We evaluated six platforms over three weeks: ReadMe, Mintlify, Docusaurus, Redocly, Theneo and Fern. Here's the honest breakdown.
The Requirements We Tested Against
These came directly from our eighteen months of GitBook pain. Each one was a real problem we'd hit, not a hypothetical:
- Spec merging : Can we push an updated OpenAPI spec without losing manual enrichments?
- Editable API content : Can we modify field descriptions, add context, and link endpoints inline?
- Automatic changelog : Does the platform detect spec diffs and generate changelogs?
- Consumer notifications : Can API consumers subscribe to updates?
- API testing : Is the playground native, with pre-request scripts and environment variables?
- External SSO : Can enterprise customers authenticate with their own identity providers?
- Custom branding : Full CSS control, no vendor branding forced on our pages?
- Export/portability : Can we get our content out cleanly if we need to leave?
- Pricing transparency : Is the pricing straightforward, or are there per-site fees and hidden add-ons?
What We Found
Docusaurus was the strongest self-hosted option. Open source, React-based, full control. But it's a static site generator, not a documentation platform.

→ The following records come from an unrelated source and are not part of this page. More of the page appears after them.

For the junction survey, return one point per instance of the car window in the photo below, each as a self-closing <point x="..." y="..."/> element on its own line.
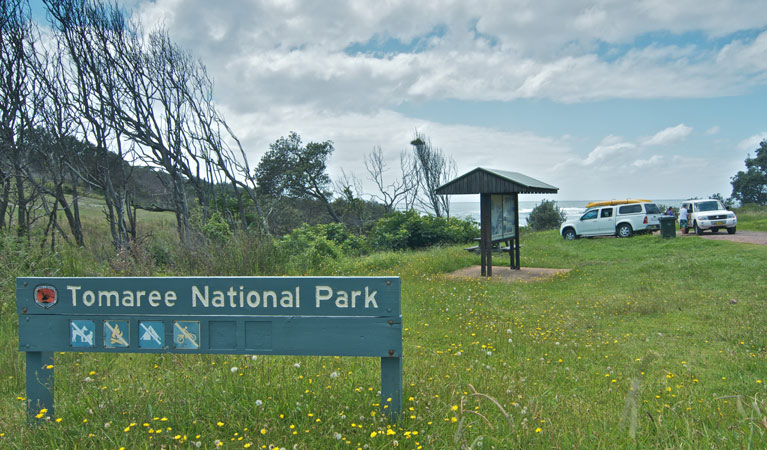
<point x="651" y="208"/>
<point x="711" y="205"/>
<point x="630" y="209"/>
<point x="590" y="214"/>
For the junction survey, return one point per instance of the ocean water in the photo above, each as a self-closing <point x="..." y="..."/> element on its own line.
<point x="572" y="208"/>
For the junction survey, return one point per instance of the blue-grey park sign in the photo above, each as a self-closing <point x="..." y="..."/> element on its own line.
<point x="338" y="316"/>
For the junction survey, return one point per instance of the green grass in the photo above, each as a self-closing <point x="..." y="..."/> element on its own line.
<point x="639" y="346"/>
<point x="752" y="217"/>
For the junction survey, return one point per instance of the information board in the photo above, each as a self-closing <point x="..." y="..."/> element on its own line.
<point x="338" y="316"/>
<point x="503" y="217"/>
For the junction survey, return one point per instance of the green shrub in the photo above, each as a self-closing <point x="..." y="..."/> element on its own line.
<point x="312" y="246"/>
<point x="217" y="230"/>
<point x="546" y="216"/>
<point x="403" y="230"/>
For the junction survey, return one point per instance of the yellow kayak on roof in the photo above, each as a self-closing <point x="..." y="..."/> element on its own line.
<point x="615" y="202"/>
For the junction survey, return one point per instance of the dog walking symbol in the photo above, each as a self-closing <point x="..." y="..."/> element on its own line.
<point x="186" y="335"/>
<point x="81" y="333"/>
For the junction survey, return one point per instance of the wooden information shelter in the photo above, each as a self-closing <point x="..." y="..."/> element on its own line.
<point x="499" y="208"/>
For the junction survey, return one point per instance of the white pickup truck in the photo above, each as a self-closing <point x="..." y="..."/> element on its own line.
<point x="621" y="220"/>
<point x="710" y="214"/>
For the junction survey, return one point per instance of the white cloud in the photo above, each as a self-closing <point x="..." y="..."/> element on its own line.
<point x="751" y="143"/>
<point x="293" y="52"/>
<point x="284" y="65"/>
<point x="653" y="161"/>
<point x="669" y="135"/>
<point x="354" y="134"/>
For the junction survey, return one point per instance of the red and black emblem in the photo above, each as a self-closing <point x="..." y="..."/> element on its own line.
<point x="45" y="296"/>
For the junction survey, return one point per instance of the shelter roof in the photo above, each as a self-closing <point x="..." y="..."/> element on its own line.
<point x="492" y="181"/>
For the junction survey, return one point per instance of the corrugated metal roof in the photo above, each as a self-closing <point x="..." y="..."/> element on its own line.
<point x="482" y="180"/>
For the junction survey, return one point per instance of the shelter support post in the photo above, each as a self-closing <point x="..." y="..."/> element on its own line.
<point x="485" y="243"/>
<point x="514" y="254"/>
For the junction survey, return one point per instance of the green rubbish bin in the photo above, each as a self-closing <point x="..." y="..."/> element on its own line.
<point x="667" y="226"/>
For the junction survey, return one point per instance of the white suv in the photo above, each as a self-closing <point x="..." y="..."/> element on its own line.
<point x="709" y="214"/>
<point x="622" y="220"/>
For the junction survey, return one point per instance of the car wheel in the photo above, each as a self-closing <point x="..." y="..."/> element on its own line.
<point x="624" y="230"/>
<point x="569" y="234"/>
<point x="698" y="231"/>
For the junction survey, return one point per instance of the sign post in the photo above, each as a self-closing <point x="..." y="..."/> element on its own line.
<point x="328" y="316"/>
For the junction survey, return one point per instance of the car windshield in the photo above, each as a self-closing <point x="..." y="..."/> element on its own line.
<point x="651" y="208"/>
<point x="711" y="205"/>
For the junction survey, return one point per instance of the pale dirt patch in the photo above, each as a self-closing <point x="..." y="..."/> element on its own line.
<point x="746" y="237"/>
<point x="508" y="275"/>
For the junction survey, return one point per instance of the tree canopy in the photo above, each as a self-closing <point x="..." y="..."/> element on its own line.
<point x="292" y="169"/>
<point x="751" y="186"/>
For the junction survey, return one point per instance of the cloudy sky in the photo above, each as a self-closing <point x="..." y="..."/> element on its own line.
<point x="603" y="99"/>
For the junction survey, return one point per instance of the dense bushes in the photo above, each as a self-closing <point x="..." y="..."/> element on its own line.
<point x="546" y="216"/>
<point x="402" y="230"/>
<point x="398" y="231"/>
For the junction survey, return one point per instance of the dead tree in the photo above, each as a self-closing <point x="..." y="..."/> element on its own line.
<point x="18" y="99"/>
<point x="434" y="169"/>
<point x="392" y="194"/>
<point x="90" y="32"/>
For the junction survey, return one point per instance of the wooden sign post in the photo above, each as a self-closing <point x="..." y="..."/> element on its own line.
<point x="333" y="316"/>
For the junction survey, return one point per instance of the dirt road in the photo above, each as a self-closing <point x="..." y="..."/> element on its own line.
<point x="747" y="237"/>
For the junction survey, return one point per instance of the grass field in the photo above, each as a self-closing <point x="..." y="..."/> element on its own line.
<point x="646" y="343"/>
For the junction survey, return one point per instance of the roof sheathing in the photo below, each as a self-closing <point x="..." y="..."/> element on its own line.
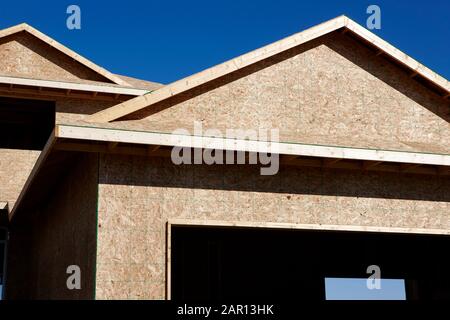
<point x="188" y="83"/>
<point x="23" y="27"/>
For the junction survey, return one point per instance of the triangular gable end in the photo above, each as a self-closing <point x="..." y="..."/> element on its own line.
<point x="340" y="23"/>
<point x="27" y="52"/>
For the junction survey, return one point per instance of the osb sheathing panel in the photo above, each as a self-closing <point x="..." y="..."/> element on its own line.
<point x="63" y="233"/>
<point x="23" y="55"/>
<point x="15" y="166"/>
<point x="138" y="195"/>
<point x="330" y="91"/>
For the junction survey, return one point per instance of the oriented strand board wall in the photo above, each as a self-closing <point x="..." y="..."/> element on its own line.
<point x="62" y="233"/>
<point x="329" y="91"/>
<point x="15" y="166"/>
<point x="23" y="55"/>
<point x="138" y="195"/>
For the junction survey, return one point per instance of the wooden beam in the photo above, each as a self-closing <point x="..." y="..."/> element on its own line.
<point x="293" y="149"/>
<point x="367" y="165"/>
<point x="408" y="166"/>
<point x="112" y="145"/>
<point x="63" y="49"/>
<point x="330" y="162"/>
<point x="12" y="81"/>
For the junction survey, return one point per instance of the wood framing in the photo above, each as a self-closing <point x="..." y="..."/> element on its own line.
<point x="37" y="166"/>
<point x="277" y="225"/>
<point x="58" y="46"/>
<point x="177" y="87"/>
<point x="69" y="86"/>
<point x="295" y="149"/>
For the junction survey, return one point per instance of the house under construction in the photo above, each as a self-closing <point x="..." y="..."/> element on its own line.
<point x="87" y="177"/>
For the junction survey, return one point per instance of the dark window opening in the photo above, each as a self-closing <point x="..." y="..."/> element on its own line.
<point x="276" y="265"/>
<point x="25" y="124"/>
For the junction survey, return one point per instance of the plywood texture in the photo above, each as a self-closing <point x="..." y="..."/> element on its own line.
<point x="62" y="233"/>
<point x="331" y="91"/>
<point x="15" y="166"/>
<point x="23" y="55"/>
<point x="138" y="195"/>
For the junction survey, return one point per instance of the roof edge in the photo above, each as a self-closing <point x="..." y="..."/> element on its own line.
<point x="65" y="50"/>
<point x="195" y="80"/>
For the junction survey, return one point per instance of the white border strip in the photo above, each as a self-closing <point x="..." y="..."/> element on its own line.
<point x="298" y="149"/>
<point x="72" y="86"/>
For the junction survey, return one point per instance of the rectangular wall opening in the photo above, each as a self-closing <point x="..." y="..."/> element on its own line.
<point x="25" y="124"/>
<point x="230" y="264"/>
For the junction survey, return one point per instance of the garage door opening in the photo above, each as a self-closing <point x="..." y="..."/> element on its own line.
<point x="230" y="264"/>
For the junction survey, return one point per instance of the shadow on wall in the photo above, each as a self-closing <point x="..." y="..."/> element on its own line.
<point x="160" y="172"/>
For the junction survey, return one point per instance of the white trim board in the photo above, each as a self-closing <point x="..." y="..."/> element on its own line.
<point x="72" y="86"/>
<point x="297" y="149"/>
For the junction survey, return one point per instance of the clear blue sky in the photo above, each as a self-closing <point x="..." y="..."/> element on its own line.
<point x="166" y="40"/>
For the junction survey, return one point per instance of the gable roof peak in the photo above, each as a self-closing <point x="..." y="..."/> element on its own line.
<point x="63" y="49"/>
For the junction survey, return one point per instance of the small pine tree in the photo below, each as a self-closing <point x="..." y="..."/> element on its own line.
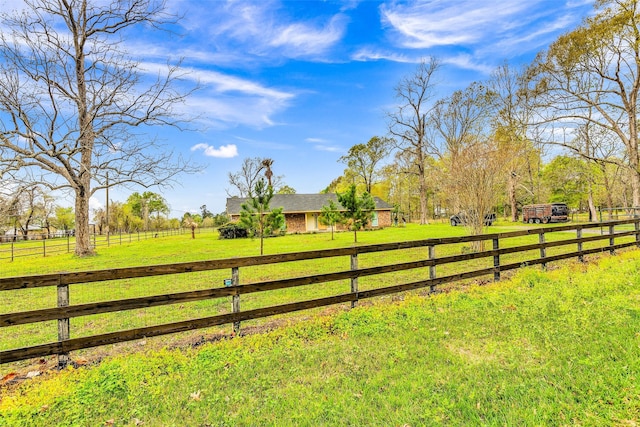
<point x="358" y="211"/>
<point x="257" y="217"/>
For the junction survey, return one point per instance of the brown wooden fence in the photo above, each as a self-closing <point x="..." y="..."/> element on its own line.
<point x="600" y="237"/>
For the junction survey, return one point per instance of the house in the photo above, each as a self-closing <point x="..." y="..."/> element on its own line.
<point x="301" y="211"/>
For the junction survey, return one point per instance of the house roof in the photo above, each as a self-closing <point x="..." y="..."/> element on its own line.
<point x="295" y="203"/>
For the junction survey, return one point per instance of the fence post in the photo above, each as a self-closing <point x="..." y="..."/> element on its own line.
<point x="496" y="260"/>
<point x="432" y="268"/>
<point x="63" y="324"/>
<point x="611" y="239"/>
<point x="543" y="249"/>
<point x="354" y="280"/>
<point x="579" y="236"/>
<point x="235" y="299"/>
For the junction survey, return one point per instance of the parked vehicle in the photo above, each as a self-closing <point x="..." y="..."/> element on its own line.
<point x="545" y="213"/>
<point x="461" y="219"/>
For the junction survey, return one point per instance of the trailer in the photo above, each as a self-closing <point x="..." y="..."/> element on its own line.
<point x="545" y="213"/>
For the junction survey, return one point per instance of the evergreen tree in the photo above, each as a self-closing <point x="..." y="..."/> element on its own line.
<point x="358" y="210"/>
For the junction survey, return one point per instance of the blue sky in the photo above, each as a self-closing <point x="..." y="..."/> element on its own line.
<point x="301" y="82"/>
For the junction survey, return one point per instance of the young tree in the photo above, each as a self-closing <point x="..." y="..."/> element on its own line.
<point x="358" y="210"/>
<point x="362" y="159"/>
<point x="258" y="217"/>
<point x="71" y="99"/>
<point x="408" y="124"/>
<point x="330" y="215"/>
<point x="146" y="204"/>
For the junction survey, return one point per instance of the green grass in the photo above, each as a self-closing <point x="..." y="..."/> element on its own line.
<point x="182" y="248"/>
<point x="546" y="348"/>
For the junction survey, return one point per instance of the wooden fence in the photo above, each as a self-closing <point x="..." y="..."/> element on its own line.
<point x="42" y="245"/>
<point x="601" y="237"/>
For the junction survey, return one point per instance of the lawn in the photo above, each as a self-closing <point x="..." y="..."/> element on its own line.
<point x="182" y="248"/>
<point x="560" y="347"/>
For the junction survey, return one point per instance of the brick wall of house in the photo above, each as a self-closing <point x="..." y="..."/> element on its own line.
<point x="384" y="218"/>
<point x="295" y="223"/>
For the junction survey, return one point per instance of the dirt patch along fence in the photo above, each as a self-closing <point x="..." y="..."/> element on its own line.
<point x="414" y="265"/>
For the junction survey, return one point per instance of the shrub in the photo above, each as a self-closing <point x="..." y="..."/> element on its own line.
<point x="232" y="230"/>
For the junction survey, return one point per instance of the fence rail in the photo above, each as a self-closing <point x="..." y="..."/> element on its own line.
<point x="606" y="234"/>
<point x="42" y="245"/>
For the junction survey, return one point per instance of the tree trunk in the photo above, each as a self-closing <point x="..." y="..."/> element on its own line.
<point x="593" y="214"/>
<point x="83" y="236"/>
<point x="512" y="197"/>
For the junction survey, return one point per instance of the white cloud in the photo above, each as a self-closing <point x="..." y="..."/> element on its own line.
<point x="366" y="54"/>
<point x="468" y="62"/>
<point x="477" y="24"/>
<point x="264" y="29"/>
<point x="439" y="23"/>
<point x="224" y="152"/>
<point x="301" y="39"/>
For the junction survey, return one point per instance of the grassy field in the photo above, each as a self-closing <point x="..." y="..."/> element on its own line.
<point x="208" y="246"/>
<point x="560" y="347"/>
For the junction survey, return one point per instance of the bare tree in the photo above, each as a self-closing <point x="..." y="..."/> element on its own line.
<point x="592" y="75"/>
<point x="364" y="158"/>
<point x="460" y="121"/>
<point x="472" y="159"/>
<point x="511" y="126"/>
<point x="244" y="181"/>
<point x="71" y="99"/>
<point x="408" y="124"/>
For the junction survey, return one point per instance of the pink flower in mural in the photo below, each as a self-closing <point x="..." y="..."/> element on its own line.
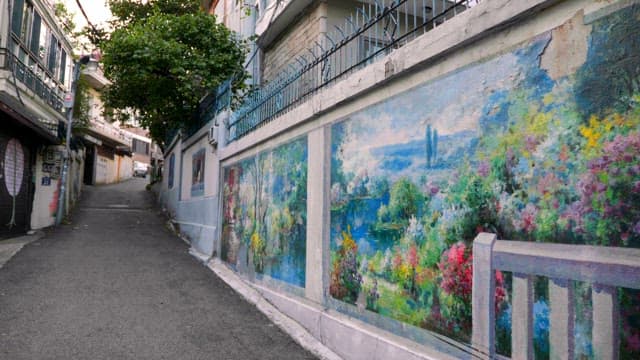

You get total freedom and zero managed features: no API playground, no changelog automation, no AI assistance. For a team of three that doesn't want to maintain a custom docs pipeline, this was too much infrastructure.
ReadMe has strong API documentation features and a solid editor. The pricing gave us pause. It gets expensive at scale, and some critical features are enterprise-only. The API testing was better than GitBook but still felt like it was bolted onto a general docs platform rather than built from the ground up.
Mintlify has a beautiful default design and great developer experience. But we had concerns. There was a security incident in 2024 where customer GitHub tokens were exposed, and while they handled the response well, it factored into our risk assessment. Their API-specific features (changelog generation, spec merging) were less mature than some alternatives.
Redocly is strong on OpenAPI rendering, probably the best pure spec renderer we tested. But it leans toward being a development tool rather than a full documentation platform. The editing experience for non-technical team members wasn't as smooth, and the portal/catalog features were less developed.
Fern has an interesting approach: you define docs in a fern/ folder with config files, and it generates everything. Great for developer-led docs teams. Less great when your technical writer needs to make a quick edit without opening a code editor and pushing a commit.
Theneo. Full disclosure: this is where we ended up, and I'll explain why. But I want to be clear about what it is and isn't.
Where We Landed (And What Actually Changed)
We migrated to Theneo. Here's the honest version, both what improved and what I'd want them to fix.
What solved our actual problems:
The spec overwrite problem disappeared. This was the biggest single improvement. Push an updated OpenAPI spec and your manual enrichments survive. The editor and the spec coexist instead of fighting each other. For a team that spent eighteen months losing work to blind overwrites, this alone justified the switch.
API content became something we could actually edit. Every field, description, and example is editable inline. Our technical writer can add contextual notes to individual parameters without worrying that the next spec push will destroy her work.
Automatic changelogs from spec diffs. Push a new spec version and the platform detects changes (new endpoints, modified parameters, deprecated fields, breaking changes) and generates a changelog. No more manual release notes. No more customers discovering breaking changes from 500 errors.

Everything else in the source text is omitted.